Видимо, Кентон недооценил расстояние до крыши, от удара при приземлении весь дух вышел вон. Кроме того, оказалось, что крыша не из стекла и наклонная, и ему пришлось цепляться за черепицу, чтобы не свалиться вниз. Шум от падения показался Кентону просто оглушительным. И на несколько минут он замер, вжавшись в крышу и пережидая. Но ничего не произошло, и вскоре он благополучно перебрался с крыши на землю.
Кентон оказался в маленьком и очень темном дворе. Впрочем, глаза уже привыкли к темноте, и он направился к тому месту, где, как ему показалось, находился выход. Правой рукой Кентон ощупывал бетонную стену и потихоньку продвигался вперед, как вдруг где-то впереди послышался звук.

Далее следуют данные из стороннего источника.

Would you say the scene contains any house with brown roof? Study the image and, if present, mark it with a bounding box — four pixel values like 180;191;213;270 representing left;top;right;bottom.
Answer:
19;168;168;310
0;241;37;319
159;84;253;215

Сердце ушло в пятки. Кентон замер и стоял, прислушиваясь. Кругом царила полная тишина. Он еле дышал, боясь себя выдать, и вскоре почувствовал, как в висках застучало. Кентон уже начал думать, что, должно быть, просто пробежала крыса, как вдруг звук послышался снова. На сей раз он был отчетливее — поскрипывание кожаных подошв о неровную поверхность.
А затем из темноты впереди него донесся тихий шепот:
— Это ты, Андреас?
Голос принадлежал женщине, и говорила она по-русски.
Кентон снова затаил дыхание. А потом вдруг в темноте раздался сдавленный крик. И в следующую секунду в лицо Кентону ударила ослепительная вспышка и тотчас погасла.
Он метнулся в сторону и бросился бежать, не разбирая дороги. Врезался в бетонную стену, поранил руку и остановился. Стоял и беспомощно всматривался в темноту, но ничего не видел и не слышал. Тогда он снова начал ощупывать рукой стену в поисках выхода.
Ярда через четыре его пальцы нащупали засов на деревянной двери. Он медленно сдвинул его — раздался тихий щелчок. Кентон снова затаил дыхание. А затем резким движением распахнул дверь, прошел и закрыл ее за собой. Секунду он стоял неподвижно, потом вдруг понял, что находится на какой-то тихой боковой улочке, и ждать больше не стал. Бросился наутек.
5
Отель «Вернер»
Вскоре он затерялся в переплетении узких улочек и переулков и перешел на шаг. Раза два оглядывался посмотреть, не преследует ли его кто-нибудь, но хвоста видно не было. Он хотел добраться до реки и уже оттуда пойти на вокзал.
У Кентона не было ни малейшего желания задерживаться в Линце, но о том, чтобы пойти в консульство в столь неурочный час и передать им фотографии и речи быть не могло. Нет, остаток ночи ему стоит отсидеться где-нибудь в гостинице, а в консульство можно заглянуть перед самым отъездом в Берлин. Но прежде всего надо забрать свой чемодан из привокзального кафе.
Когда он добрался до реки, небо уже начало светлеть, булыжники мостовой побелели от измороси. Кентон страшно устал, но то была чисто физическая усталость. Голова работала ясно, вопросы только множились.
Какую ценность могли представлять собой фотографии, лежавшие сейчас у него в кармане? На кого работал Захс? Кто его убил? Кто были те подозрительные типы, дежурившие возле отеля «Джозеф»? Кем был тот плотный коротышка в шерстяном шарфе? И что за женщина спутала его с кем-то в темном дворе?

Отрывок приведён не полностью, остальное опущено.